La experiencia es para un grupo pequeño, para mantener un ambiente íntimo.
Incluye el costo de la comida, el servicio y los impuestos.
Tu noche incluye todos los costos de la comida, servicio e impuestos. Verás de cerca las actuaciones de los chefs en el mostrador, probarás a enrollar sushi con ayuda experta, disfrutarás ingredientes premium en un menú omakase y, si quieres, te pondrás armadura samurái para un paseo nocturno por las calles históricas de Asakusa antes de regresar por tu cuenta en transporte público.
Jamás olvidaré el momento en que nuestro chef sacó de repente una katana justo detrás del mostrador de sushi. Sonó un chasquido metálico que hizo saltar a la mitad de los comensales, yo incluido. Pensé que solo íbamos a probar sushi de lujo en Asakusa, pero no, se convirtió en todo un espectáculo samurái. Nuestra guía, Li, sonrió y mencionó algo sobre el “espíritu de la hospitalidad”; no entendí todo, pero se notó cómo todos se relajaron después de eso.
El mostrador era pequeño, con espacio para unas diez personas, así que estábamos lo suficientemente cerca para ver cada movimiento del cuchillo al cortar el atún para los nigiris. El dulce aroma del tamago (tortilla japonesa) mientras el chef lo preparaba frente a nosotros me recordó, curiosamente, a la cocina de mi abuela. Intentamos hacer futomaki nosotros mismos; el mío parecía un burrito torcido y Li se rió cuando traté de decir “kampyo” en japonés (lo pronuncié fatal). Durante todo el tiempo se escuchaban suspiros y risitas alrededor del mostrador; más que un tour gastronómico parecía una cena entre amigos.
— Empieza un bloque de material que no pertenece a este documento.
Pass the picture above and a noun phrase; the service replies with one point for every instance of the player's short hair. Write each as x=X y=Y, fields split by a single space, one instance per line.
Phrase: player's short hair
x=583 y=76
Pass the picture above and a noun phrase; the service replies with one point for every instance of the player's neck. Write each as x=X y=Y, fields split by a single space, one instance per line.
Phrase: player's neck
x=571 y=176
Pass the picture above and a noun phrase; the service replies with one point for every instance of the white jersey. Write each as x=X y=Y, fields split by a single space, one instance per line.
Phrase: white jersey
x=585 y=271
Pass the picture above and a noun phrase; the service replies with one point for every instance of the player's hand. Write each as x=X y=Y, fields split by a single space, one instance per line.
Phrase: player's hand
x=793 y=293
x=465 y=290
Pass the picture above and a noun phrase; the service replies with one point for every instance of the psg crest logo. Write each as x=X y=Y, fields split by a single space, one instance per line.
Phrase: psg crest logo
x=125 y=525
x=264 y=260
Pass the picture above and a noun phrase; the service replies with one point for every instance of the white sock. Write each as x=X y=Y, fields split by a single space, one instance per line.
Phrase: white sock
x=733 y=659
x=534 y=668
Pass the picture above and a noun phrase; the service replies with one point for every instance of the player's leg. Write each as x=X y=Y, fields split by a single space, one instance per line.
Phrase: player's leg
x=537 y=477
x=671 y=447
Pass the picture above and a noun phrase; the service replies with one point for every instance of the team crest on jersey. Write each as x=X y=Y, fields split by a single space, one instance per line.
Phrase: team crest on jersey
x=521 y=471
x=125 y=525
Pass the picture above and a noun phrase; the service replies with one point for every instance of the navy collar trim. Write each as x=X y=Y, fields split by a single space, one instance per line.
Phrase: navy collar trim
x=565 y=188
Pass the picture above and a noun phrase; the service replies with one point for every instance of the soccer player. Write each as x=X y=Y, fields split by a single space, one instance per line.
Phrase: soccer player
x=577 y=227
Cuando terminó el curso SHOGUN, algunos se fueron, pero yo me quedé para el paseo nocturno. Nos dejaron ponernos piezas de armadura samurái, que no eran precisamente cómodas, pero tenían su encanto. Caminar por las calles iluminadas por faroles de Asakusa, pasando por la Puerta Kaminarimon y el templo Senso-ji de noche, es una experiencia única; todo estaba en silencio salvo risas lejanas de los izakayas. Un niño local nos miró con curiosidad y nos saludó; yo le respondí antes de darme cuenta de lo ridículo que debía verme con la armadura.
Todavía recuerdo ese primer bocado de sushi, con el arroz aún tibio de las manos del chef, y lo diferente que fue compartirlo con desconocidos que pronto dejaron de serlo. Si buscas una comida común y corriente, esto no es para ti. Pero si quieres sentir realmente Tokio —con risas torpes, movimientos de espada y todo— esta experiencia te cala hondo de la mejor manera.